Roxane me fusilla du regard, me faisant réaliser mon erreur, mais heureusement, ma réaction provoqua un nouvel éclat de rire.

- Et voilà, Iris révèle sa vraie nature !

- Moi qui pensais que c'était une fille délicate...

- Une fille délicate qui te sort un double salto le plus naturellement du monde, quand même ! Je serais toi, je me méfierais un peu plus.

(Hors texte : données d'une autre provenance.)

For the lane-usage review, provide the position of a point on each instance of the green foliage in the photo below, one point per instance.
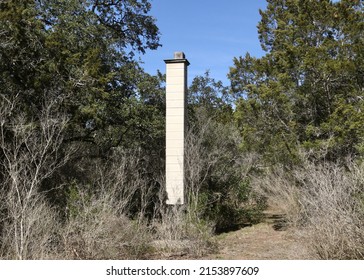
(307, 90)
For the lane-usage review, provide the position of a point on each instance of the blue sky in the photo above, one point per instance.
(210, 32)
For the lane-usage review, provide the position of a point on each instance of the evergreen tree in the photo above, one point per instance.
(307, 90)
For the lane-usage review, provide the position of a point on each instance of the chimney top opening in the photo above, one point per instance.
(179, 55)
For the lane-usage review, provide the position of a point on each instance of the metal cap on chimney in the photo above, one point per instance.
(179, 55)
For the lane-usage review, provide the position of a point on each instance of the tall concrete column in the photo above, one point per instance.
(176, 100)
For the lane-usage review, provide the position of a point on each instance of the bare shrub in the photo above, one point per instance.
(178, 233)
(216, 172)
(333, 206)
(29, 153)
(325, 202)
(101, 224)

- Moi je dis, on continue à danser !

- YEAAAAAH ! !

A l'unanimité, tout le monde choisit de laisser refroidir son assiette pour danser ensemble pendant les morceaux suivants, et dans le bouillonnement ambiant, je pus pousser un soupir de soulagement qui passa totalement inaperçu. J'avais de la chance qu'elles ne m'aient pas cherché davantage de noises, ma remarque aurait plu me faire griller. Puis je me remémorai les grandes claques dans le dos que m'assénaient quelquefois Roxane, et le souvenir des jets de clefs à molette de Winry acheva de me persuader qu'avoir des côté violents n'étaient pas incompatibles avec le fait d'être une fille. Je pouvais finalement me lâcher un peu plus, pas trop, je savais qu'on moment d'inattention suffirait pour que je sois découvert mais un petit peu, assez pour oser discuter avec les filles au lieu d'éluder aussi poliment que possible leurs questions.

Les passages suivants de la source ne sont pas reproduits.